Early researches on Web page segmentation are based on the structure of a Web page. This template-based method focused on measuring the structural similarities among the DOM trees of Web pages. A pitfall of this method is that it is impossible to segment information contained in a tree node because the template-based method recognizes only the structural information, not the content, of DOM tree nodes.

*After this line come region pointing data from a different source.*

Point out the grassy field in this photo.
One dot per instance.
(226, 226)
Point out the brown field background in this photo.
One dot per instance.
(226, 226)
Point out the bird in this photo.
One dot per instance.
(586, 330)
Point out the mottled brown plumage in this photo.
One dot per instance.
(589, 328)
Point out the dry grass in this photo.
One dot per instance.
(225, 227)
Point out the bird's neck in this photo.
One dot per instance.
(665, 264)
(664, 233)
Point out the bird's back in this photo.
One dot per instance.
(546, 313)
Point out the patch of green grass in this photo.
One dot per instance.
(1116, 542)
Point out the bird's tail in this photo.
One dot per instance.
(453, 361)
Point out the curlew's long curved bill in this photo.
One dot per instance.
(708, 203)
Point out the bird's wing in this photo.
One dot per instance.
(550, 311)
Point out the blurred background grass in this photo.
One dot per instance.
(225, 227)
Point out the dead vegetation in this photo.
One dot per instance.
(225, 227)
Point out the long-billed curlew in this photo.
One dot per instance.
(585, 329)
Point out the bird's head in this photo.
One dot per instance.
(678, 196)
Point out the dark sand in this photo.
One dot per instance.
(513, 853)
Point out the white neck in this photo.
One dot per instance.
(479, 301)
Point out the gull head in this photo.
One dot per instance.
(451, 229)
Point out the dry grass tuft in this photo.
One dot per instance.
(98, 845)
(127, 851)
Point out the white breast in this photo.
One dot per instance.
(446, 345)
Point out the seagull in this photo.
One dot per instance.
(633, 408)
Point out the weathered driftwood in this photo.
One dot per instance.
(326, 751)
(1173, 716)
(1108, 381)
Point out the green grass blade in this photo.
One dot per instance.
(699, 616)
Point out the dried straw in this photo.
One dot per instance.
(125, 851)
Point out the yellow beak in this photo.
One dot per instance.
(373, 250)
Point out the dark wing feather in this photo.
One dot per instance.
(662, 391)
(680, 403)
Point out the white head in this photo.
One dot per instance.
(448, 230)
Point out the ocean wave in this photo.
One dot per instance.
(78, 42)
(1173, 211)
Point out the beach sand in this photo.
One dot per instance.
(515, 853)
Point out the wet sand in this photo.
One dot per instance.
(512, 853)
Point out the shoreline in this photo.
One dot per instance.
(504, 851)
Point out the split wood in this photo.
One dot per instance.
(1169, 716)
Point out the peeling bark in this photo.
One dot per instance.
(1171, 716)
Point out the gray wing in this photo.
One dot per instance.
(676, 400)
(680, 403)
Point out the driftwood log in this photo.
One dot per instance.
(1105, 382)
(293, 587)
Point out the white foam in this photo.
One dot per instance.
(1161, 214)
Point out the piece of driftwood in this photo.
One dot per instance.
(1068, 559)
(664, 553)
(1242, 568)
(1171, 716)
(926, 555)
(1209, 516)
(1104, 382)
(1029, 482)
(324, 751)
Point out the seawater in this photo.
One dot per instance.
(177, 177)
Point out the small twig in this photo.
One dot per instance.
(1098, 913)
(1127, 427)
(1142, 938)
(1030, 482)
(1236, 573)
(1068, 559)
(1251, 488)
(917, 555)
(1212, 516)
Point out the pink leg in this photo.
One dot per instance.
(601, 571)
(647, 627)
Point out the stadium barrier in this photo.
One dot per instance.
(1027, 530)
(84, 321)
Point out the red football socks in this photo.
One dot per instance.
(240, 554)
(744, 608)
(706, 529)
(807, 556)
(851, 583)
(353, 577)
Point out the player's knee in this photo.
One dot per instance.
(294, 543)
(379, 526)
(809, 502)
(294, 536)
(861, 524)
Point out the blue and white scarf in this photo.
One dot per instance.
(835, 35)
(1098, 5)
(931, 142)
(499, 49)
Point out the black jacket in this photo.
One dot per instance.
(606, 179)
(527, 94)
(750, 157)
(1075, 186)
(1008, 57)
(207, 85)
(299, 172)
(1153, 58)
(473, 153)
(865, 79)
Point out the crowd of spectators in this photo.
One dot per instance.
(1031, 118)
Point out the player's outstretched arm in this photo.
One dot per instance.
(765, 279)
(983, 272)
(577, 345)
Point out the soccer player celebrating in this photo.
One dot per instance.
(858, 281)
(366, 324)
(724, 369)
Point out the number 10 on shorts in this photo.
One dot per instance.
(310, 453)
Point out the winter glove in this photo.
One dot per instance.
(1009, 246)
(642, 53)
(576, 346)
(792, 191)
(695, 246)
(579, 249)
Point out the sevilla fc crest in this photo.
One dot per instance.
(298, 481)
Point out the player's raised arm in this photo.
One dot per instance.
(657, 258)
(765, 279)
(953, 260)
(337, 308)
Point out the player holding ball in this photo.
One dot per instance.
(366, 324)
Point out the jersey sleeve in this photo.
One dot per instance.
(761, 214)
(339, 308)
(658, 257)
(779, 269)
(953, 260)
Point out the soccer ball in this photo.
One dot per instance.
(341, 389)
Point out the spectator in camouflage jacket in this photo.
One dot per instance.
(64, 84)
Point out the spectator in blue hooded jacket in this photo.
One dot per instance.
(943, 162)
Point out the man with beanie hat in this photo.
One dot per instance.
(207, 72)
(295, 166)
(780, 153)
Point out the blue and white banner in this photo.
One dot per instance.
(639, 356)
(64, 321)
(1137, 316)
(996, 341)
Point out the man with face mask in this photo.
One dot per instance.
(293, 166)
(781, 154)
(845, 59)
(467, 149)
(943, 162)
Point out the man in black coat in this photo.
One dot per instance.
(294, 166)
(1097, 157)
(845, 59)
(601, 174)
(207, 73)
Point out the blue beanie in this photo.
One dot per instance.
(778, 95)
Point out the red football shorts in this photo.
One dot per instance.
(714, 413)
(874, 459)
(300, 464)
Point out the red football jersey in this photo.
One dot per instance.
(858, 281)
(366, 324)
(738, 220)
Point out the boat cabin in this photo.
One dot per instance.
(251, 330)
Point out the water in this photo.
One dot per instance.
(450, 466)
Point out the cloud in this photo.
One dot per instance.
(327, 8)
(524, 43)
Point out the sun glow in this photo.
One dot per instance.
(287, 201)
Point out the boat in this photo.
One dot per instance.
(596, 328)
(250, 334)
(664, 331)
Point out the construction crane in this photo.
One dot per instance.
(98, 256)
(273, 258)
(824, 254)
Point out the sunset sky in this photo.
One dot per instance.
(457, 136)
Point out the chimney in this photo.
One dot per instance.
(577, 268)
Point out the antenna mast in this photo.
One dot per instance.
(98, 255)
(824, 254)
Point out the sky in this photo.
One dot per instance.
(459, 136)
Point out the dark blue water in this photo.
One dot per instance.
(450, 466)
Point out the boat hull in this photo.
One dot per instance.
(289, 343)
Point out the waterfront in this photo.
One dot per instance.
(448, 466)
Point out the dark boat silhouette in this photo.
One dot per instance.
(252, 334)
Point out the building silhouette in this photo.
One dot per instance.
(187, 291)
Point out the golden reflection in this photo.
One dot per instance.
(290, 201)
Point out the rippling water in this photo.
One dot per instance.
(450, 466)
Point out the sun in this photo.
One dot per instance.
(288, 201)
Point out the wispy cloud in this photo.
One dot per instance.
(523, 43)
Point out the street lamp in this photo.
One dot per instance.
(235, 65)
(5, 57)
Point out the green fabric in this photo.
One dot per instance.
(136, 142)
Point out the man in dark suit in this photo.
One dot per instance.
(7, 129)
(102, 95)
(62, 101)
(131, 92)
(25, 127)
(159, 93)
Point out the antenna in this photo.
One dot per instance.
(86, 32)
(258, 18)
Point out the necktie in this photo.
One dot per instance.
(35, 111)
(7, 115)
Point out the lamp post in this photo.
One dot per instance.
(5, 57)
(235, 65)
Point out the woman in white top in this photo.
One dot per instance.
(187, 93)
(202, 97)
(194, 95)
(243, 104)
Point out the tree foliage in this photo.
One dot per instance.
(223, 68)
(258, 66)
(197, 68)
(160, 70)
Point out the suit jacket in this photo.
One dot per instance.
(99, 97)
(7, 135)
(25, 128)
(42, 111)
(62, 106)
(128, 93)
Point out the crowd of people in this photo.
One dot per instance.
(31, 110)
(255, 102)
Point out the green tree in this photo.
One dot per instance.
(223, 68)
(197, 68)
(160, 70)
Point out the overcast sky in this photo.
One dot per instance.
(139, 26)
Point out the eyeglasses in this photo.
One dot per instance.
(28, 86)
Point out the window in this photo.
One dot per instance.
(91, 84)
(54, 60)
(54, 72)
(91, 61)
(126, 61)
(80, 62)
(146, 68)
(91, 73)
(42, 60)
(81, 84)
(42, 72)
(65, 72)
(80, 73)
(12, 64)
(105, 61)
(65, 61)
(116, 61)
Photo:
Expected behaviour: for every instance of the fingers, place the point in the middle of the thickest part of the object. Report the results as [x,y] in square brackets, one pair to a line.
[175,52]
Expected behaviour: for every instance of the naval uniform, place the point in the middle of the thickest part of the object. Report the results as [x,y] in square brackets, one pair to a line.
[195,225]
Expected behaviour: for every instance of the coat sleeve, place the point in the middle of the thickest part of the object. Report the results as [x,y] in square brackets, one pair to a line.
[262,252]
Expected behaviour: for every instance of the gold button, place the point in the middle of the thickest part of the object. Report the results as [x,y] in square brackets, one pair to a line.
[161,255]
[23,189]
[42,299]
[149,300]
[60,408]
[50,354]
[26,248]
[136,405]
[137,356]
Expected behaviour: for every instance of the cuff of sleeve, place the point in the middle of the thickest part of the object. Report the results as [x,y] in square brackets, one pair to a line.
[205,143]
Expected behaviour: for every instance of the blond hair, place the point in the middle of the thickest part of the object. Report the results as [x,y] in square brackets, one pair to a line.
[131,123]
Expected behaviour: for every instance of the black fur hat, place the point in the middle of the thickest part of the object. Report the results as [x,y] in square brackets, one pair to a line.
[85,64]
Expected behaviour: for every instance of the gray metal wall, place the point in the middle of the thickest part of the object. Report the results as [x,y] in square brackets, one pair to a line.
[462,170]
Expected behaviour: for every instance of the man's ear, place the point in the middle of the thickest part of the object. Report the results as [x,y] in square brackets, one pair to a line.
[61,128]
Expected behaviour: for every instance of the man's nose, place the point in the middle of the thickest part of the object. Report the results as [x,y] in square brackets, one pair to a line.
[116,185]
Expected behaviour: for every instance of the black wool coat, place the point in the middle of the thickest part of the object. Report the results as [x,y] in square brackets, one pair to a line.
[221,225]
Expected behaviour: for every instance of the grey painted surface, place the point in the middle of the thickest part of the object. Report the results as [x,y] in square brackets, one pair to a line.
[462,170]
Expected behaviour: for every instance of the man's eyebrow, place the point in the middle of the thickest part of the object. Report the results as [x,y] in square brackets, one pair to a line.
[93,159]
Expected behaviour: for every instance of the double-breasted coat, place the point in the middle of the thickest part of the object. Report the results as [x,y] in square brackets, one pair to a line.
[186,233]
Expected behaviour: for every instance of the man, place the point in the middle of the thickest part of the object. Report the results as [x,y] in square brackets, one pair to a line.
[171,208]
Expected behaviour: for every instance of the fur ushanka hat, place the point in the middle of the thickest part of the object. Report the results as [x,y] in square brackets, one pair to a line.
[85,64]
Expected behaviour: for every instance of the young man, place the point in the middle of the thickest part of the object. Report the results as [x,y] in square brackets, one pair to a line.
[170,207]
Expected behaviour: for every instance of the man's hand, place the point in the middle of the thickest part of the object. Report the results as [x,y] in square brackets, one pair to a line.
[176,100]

It also needs qualitative and quantitative training examples to cover real-world situations. To overcome these difficulties, another approach was proposed by using the visual information in a Web page. This vision-based segmentation method exploits visual clues such as font size, font color, background color, spaces between paragraphs, etc. Despite some successes, this vision-based method relies heavily on heuristic rules, which makes it difficult to cope with a dynamic Web environment where the structure and visual information of Web pages are often changing. To resolve these problems, this paper proposes a new method of Web page segmentation by recognizing repetitive tag patterns in the DOM tree structure of a page. We call these repetitive HTML tag patterns key patterns. This idea mainly comes from the observation that Web designers usually build a Web page with structural and repetitive layouts to provide consistent information. Even for some personal homepages and article pages that maintain no structural layout, we are still able to segment them by using the patterns.

Contributed Paper Manuscript received March 16, 2010 Current version published 06 29 2010; Electronic version published 07 06 2010.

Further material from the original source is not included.